At the end of the day, the most important characteristic of your data is that it needs to be reliable. All of the fancy machine learning and sophisticated algorithms in the world won’t do you any good if you are feeding them on messy and inconsistent data. Rather than the healthy, beautiful, and valuable systems that you know they could be, they will grow up to be hideous monsters that will consume your time and ambition.
Reliability can mean a lot of things, but in this context we are talking about characteristics of your data that contribute to a high degree of confidence that the analyses you are performing can be assumed correct. Some of the elements of a data platform that is reliable are:
- Consistent and validated schemas. All of the records follow the same pattern and can be treated the same way by your analytical processes.
- High availability of your systems to ensure read and write operations succeed. This requires systems that provide redundancy (there’s another R word) in the face of server and network failures that are inevitable.
- A well defined and maintained repository of metadata that will provide the necessary context around what the data is, where it came from, and how it was produced. These questions will get asked at some point, so it’s best to have the answers ahead of time.

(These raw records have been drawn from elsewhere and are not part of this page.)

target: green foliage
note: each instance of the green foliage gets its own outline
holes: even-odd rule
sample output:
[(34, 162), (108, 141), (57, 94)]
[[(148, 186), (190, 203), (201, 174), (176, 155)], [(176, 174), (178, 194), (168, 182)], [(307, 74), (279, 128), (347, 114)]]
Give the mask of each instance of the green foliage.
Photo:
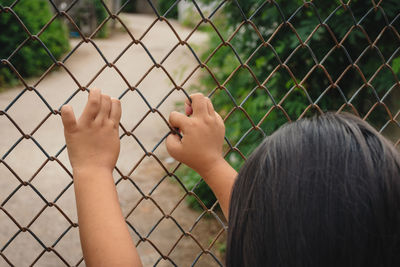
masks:
[[(12, 0), (3, 1), (3, 5)], [(31, 34), (38, 34), (53, 16), (48, 1), (22, 0), (13, 8)], [(0, 58), (6, 59), (21, 44), (28, 34), (11, 12), (0, 13)], [(67, 29), (58, 19), (54, 20), (40, 35), (40, 40), (51, 54), (59, 59), (69, 48)], [(10, 60), (18, 72), (24, 77), (39, 75), (53, 63), (39, 41), (29, 40)], [(0, 87), (13, 85), (17, 76), (6, 65), (0, 66)]]
[[(104, 3), (104, 4), (103, 4)], [(100, 24), (108, 17), (105, 5), (107, 1), (103, 0), (79, 0), (73, 5), (69, 15), (83, 34), (90, 36), (100, 26)], [(96, 32), (96, 38), (106, 38), (109, 36), (112, 20), (108, 20)], [(69, 24), (73, 36), (76, 36), (75, 27)]]
[[(177, 0), (159, 0), (158, 1), (158, 10), (161, 16), (164, 16), (168, 9), (175, 3)], [(167, 18), (178, 18), (178, 4), (176, 4), (167, 14)]]
[[(196, 193), (207, 208), (211, 208), (216, 201), (216, 198), (207, 184), (201, 180), (200, 175), (187, 166), (182, 166), (178, 170), (177, 176), (189, 191), (192, 190)], [(195, 197), (189, 196), (186, 199), (191, 208), (198, 210), (202, 209), (202, 206)]]
[(126, 12), (126, 13), (135, 13), (136, 12), (136, 0), (123, 0), (121, 2), (123, 5), (125, 5), (122, 12)]
[[(204, 1), (207, 2), (207, 0)], [(238, 2), (244, 14), (249, 18), (264, 1), (242, 0)], [(338, 1), (316, 0), (313, 1), (316, 9), (313, 8), (313, 5), (301, 8), (290, 20), (291, 25), (298, 34), (297, 36), (290, 25), (285, 25), (283, 22), (289, 19), (303, 3), (302, 0), (278, 1), (283, 14), (279, 12), (279, 9), (274, 4), (266, 3), (252, 17), (251, 21), (257, 26), (262, 38), (265, 41), (271, 39), (271, 46), (261, 45), (262, 42), (259, 35), (250, 24), (243, 25), (241, 30), (230, 41), (243, 63), (254, 53), (252, 59), (247, 62), (253, 73), (246, 68), (239, 68), (227, 81), (232, 71), (240, 66), (239, 59), (229, 46), (222, 46), (207, 62), (219, 84), (227, 81), (224, 85), (233, 100), (224, 90), (217, 90), (212, 100), (216, 110), (222, 117), (226, 117), (234, 110), (225, 122), (226, 136), (231, 144), (236, 146), (244, 156), (248, 156), (263, 140), (265, 135), (271, 134), (288, 121), (282, 110), (277, 108), (275, 104), (281, 104), (291, 120), (296, 120), (312, 103), (318, 104), (324, 111), (338, 110), (345, 103), (342, 93), (349, 101), (354, 93), (364, 84), (362, 75), (366, 80), (371, 79), (383, 64), (380, 53), (384, 57), (384, 61), (388, 61), (394, 55), (396, 49), (398, 49), (399, 41), (390, 30), (386, 30), (379, 42), (377, 42), (376, 45), (380, 50), (378, 52), (376, 49), (368, 49), (368, 40), (360, 28), (353, 29), (343, 42), (343, 46), (346, 48), (353, 62), (363, 54), (357, 61), (362, 75), (360, 75), (357, 68), (353, 68), (348, 70), (338, 80), (350, 62), (343, 48), (332, 49), (335, 46), (335, 42), (329, 31), (325, 27), (319, 27), (315, 31), (312, 38), (307, 42), (312, 52), (306, 46), (299, 47), (301, 42), (298, 38), (302, 42), (305, 42), (311, 32), (320, 24), (316, 10), (321, 20), (324, 21), (339, 6), (339, 3)], [(326, 22), (338, 42), (343, 39), (354, 25), (352, 16), (354, 16), (356, 21), (359, 21), (373, 7), (371, 2), (367, 3), (361, 0), (351, 1), (350, 6), (352, 13), (350, 10), (339, 8)], [(381, 7), (389, 22), (400, 12), (397, 0), (384, 1)], [(217, 25), (217, 28), (220, 29), (224, 39), (227, 40), (229, 35), (242, 23), (243, 17), (235, 1), (229, 1), (224, 7), (223, 15), (226, 20), (224, 23)], [(281, 28), (274, 35), (279, 25), (281, 25)], [(373, 42), (386, 25), (381, 9), (377, 9), (377, 11), (372, 10), (360, 25), (365, 29)], [(229, 35), (226, 32), (229, 32)], [(215, 32), (211, 33), (209, 41), (210, 50), (206, 51), (202, 60), (204, 61), (219, 44), (221, 44), (220, 37)], [(299, 47), (298, 50), (292, 54), (297, 47)], [(330, 50), (332, 51), (328, 54)], [(274, 69), (279, 66), (280, 61), (287, 65), (290, 72), (285, 67), (280, 67), (274, 72)], [(296, 86), (296, 83), (300, 83), (309, 70), (316, 65), (315, 61), (324, 66), (334, 82), (338, 81), (337, 85), (341, 92), (338, 88), (331, 88), (319, 99), (321, 94), (330, 85), (329, 78), (322, 68), (314, 70), (313, 74), (302, 83), (302, 86)], [(394, 55), (388, 63), (395, 72), (395, 75), (399, 77), (399, 53), (397, 52), (397, 55)], [(263, 83), (269, 77), (264, 88), (258, 87), (253, 75), (260, 83)], [(210, 75), (203, 77), (201, 83), (201, 90), (206, 94), (217, 87), (217, 83)], [(392, 72), (382, 69), (372, 80), (371, 84), (374, 86), (378, 96), (383, 97), (395, 84), (395, 78)], [(286, 97), (287, 93), (289, 94)], [(245, 101), (247, 97), (248, 99)], [(246, 110), (254, 124), (259, 124), (259, 131), (252, 129), (252, 124), (246, 114), (240, 109), (234, 109), (236, 106), (235, 102)], [(377, 98), (374, 91), (368, 87), (363, 88), (351, 100), (351, 103), (361, 116), (365, 116), (375, 102), (377, 102)], [(386, 101), (386, 104), (390, 107), (391, 103)], [(350, 111), (350, 109), (345, 110)], [(270, 112), (268, 116), (264, 117), (268, 112)], [(315, 109), (310, 108), (306, 112), (306, 116), (312, 115), (315, 112)], [(395, 114), (396, 110), (392, 110), (392, 113)], [(377, 128), (381, 127), (387, 120), (388, 115), (383, 109), (376, 109), (369, 116), (369, 122)], [(245, 135), (248, 131), (250, 131), (249, 134)], [(242, 137), (244, 138), (241, 140)], [(238, 152), (231, 152), (227, 159), (236, 169), (239, 169), (244, 162)], [(183, 169), (181, 172), (186, 182), (197, 181), (199, 179), (193, 171)], [(206, 192), (208, 189), (203, 183), (197, 190), (199, 192)], [(209, 201), (214, 199), (214, 196), (209, 194), (202, 199)], [(193, 202), (194, 200), (191, 201)]]
[(226, 242), (218, 242), (217, 243), (218, 252), (221, 254), (226, 253)]
[[(95, 8), (95, 14), (96, 14), (96, 21), (97, 25), (100, 25), (103, 20), (105, 20), (108, 17), (107, 10), (104, 8), (101, 0), (94, 0), (94, 8)], [(99, 38), (105, 38), (109, 34), (109, 25), (108, 23), (104, 24), (103, 27), (99, 30), (99, 32), (96, 34), (96, 37)]]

- Access control and auditability, to ensure that only the people and processes who are supposed to be able to modify the data are actually doing so.
Reproducibility is a critical competency when working with business critical systems. If there is no way for another team member or business unit to independently verify and recreate your data sets and analytics, then there is no way to be certain that the original results were valid. This also factors into the concept of reliability, because if you are able to consistently reproduce a given data set then you can be fairly sure that it is reliable and can be trusted to be available.
If all of your servers die, or the data center where your systems are running is destroyed or incapacitated by a natural disaster, you need a recovery plan. This is where the third "R" of repeatability comes into play. It’s all well and good to be able to build a Spark cluster, or install a PostgreSQL database, but can you do it quickly and repeatably? Having the configuration and procedures for repeating the installation or deployment of your data infrastructure feeds into the reproducibility of your data and the reliability of your analytics.
So, now that you have learned the three "R"s of data engineering you can be confident that the teams and systems that depend on the output of your labor will be happy and successful. Just be sure to let them know how much work went into it, so that they can fully appreciate your dedication and perseverance.